Bild: Ob's hier mal grüner wird? Das Rote Rathaus in Berlin
Einer neuen Partei namens Klimaliste reicht also nicht, was vor allem die
Grünen in ihrem Wahlprogramm zur Klimarettung vorsehen – sie tritt selbst
zur Abgeordnetenhauswahl an. Gute Sache, könnte man meinen, warum nicht,
ist das Angebot halt breiter, und nach der Wahl können ja alle
zusammenarbeiten.
Könnte man sagen – wäre da nicht die Sache mit der 5-Prozent-Hürde. Ist die
Klimaliste überraschend erfolgreich und bekommt am 26. September mehr als
eben jene 5 Prozent der abgegebenen Stimmen, dann ist eben der Klimaschutz
umso stärker im Parlament vertreten. Ist das aber erwartbarerweise nicht
so, und sie bekommt weniger, im schlimmsten Fall 4,9 Prozent, so sind das
genau 4,9 Prozent, die den Grünen zum Einzug ins Rote Rathaus fehlen
könnten. Denn diese Klimalisten-Stimmen, die sich mutmaßlich aus
Grünen-Anhängern speisen dürften, fallen dann einfach unter den Tisch.

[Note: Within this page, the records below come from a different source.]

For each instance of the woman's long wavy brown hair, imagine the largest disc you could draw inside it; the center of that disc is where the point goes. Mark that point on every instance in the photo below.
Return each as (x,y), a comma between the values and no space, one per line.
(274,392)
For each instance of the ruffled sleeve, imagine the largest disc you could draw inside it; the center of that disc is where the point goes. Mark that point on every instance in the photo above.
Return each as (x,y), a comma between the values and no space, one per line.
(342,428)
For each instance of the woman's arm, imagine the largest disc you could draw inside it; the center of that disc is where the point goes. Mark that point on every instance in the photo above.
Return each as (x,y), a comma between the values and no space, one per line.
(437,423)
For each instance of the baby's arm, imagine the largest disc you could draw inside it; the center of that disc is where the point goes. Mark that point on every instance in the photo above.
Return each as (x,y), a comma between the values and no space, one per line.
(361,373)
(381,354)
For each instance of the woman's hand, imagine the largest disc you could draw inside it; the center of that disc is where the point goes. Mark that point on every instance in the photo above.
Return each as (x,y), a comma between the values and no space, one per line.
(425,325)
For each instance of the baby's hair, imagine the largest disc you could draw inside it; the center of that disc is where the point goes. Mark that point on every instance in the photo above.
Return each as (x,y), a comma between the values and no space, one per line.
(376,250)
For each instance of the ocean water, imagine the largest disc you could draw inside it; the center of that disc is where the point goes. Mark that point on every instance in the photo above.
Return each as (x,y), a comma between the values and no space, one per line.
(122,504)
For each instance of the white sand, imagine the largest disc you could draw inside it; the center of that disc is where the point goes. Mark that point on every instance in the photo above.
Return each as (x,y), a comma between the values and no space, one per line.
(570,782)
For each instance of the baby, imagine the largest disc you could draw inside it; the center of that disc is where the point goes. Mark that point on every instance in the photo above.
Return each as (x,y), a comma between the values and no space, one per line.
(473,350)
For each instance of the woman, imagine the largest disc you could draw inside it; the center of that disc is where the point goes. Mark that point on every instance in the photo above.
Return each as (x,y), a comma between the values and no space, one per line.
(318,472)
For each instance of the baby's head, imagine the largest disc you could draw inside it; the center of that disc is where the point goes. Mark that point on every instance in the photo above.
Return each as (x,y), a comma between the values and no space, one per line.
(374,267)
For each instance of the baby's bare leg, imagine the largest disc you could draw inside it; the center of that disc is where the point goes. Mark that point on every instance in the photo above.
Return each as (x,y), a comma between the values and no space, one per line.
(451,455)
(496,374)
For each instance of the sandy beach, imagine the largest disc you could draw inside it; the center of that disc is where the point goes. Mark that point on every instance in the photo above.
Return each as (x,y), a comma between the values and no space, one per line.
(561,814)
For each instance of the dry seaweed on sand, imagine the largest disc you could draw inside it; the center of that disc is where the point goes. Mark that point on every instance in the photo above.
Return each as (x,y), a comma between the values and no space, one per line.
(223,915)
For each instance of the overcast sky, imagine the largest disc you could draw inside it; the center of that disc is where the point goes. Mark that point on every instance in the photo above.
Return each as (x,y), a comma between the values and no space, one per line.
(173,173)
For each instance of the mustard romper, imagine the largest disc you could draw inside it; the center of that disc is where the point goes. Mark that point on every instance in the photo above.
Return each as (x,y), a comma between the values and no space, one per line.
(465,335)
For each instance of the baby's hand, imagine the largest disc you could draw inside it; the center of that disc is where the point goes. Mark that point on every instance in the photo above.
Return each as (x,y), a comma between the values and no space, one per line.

Klassisches Beispiel dafür, was eine weitere Kandidatur anrichten kann, war
die US-Präsidentschaftswahl 2000. Da trat neben dem auch in Umweltfragen
stark engagierten demokratischen Vizepräsidenten Al Gore und dem
Republikaner George W. Bush der Verbraucheranwalt Ralph Nader für die
Grünen an. Der kam auf rund 2,7 Prozent und allein im Bundesstaat Florida,
wo weniger als 1.000 Stimmen über den Sieg entschieden, auf fast 100.000
Stimmen. Spätere Umfragen legten nahe, dass das Gore die Präsidentschaft
gekostet haben könnte.
Daraus zu schließen, dass die Klimaliste also einen grünen Wahlerfolg
gefährdet, wäre aber falsch – genauso falsch wie die Annahme, dass Nader
den USA einen Präsidenten Bush und nachfolgend den Irakkrieg beschert hat.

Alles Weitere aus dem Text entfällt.